Observasi juga dilakukan untuk mengumpulkan data mengenai langkah-langkah
69
penerapan model direct instruction, prasyarat-prasyarat penerapan serta interaksi
antara guru dan siswa. Sebagaimana yang dikemukakan Sugiyono (2011: 203)
bahwa: “teknik pengumpulan data dengan observasi digunakan bila penelitian
berkenaan dengan perilaku manusia. Proses kerja, gejala-gejala alam dan bila
responden yang diamati tidak terlalu besar.”
Dilihat dari posisi observer, maka observasi yang digunakan dalam
penelitian ini adalah observasi nonpartisipan artinya bahwa peneliti tidak terlibat
ikut melakukan apa yang dikerjakan sumber data dan hanya bertindak sebagai
pengamat independen.
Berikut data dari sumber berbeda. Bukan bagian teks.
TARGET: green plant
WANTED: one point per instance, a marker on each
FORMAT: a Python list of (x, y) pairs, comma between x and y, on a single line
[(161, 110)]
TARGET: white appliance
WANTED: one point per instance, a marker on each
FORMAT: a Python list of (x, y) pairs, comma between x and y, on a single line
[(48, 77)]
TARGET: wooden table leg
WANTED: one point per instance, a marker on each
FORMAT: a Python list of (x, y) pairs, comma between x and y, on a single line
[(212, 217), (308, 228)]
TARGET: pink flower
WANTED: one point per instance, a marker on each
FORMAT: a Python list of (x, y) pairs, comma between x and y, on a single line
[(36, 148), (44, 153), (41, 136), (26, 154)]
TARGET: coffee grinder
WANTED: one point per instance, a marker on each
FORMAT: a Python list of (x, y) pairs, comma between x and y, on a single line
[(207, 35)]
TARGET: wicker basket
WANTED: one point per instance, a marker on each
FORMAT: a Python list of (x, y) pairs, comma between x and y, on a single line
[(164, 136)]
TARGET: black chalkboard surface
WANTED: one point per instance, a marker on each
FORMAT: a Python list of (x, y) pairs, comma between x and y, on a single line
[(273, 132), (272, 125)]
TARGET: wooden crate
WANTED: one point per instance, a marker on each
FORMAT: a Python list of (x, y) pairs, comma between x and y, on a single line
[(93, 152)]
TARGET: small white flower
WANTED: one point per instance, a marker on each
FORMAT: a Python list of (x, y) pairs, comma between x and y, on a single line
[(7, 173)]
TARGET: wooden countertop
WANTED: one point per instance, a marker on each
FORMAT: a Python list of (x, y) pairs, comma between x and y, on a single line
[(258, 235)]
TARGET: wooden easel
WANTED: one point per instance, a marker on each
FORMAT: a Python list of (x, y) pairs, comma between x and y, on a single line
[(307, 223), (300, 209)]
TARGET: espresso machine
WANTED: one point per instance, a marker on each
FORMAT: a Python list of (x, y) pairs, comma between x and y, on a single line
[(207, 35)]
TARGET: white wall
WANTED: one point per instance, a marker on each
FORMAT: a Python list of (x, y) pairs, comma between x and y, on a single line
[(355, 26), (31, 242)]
Jika dilihat dari bentuk observasi, maka penelitian ini
menggunakan observasi terstruktur. Observasi terstruktur (Sugiyono, 2011: 205)
ialah “observasi yang telah dirancang secara sistematis, tentang apa yang akan
diamati, kapan dan di mana tempatnya.”
4. Wawancara
Wawancara dilakukan untuk mengetahui data mengenai langkah-langkah
penerapan model direct instruction, prasyarat-prasyarat penerapan, interaksi
antara guru dan siswa serta persepsi guru tentang penerapan model ini.
Wawancara yang dilakukan adalah wawancara tidak terstruktur, yaitu “wawancara
yang bebas dimana peneliti tidak menggunakan pedoman wawancara yang telah
tersusun secara sistematis dan lengkap dengan alternatif jawabannya.” (Sugiyono,
2011:197). Pedoman wawancara yang digunakan hanya berupa garis-garis besar
permasalahan yang akan ditanyakan.
70
5. Dokumentasi
Dokumen dan record digunakan untuk keperluan penelitian, menurut
Guba dan Lincoln dalam Moleong, L. J. (2002:161), karena alasan-alasan yang
dapat dipertanggung jawabkan seperti berikut: “(1) dokumen dan record
digunakan karena merupakan sumber yang kaya, stabil dan mendorong, (2)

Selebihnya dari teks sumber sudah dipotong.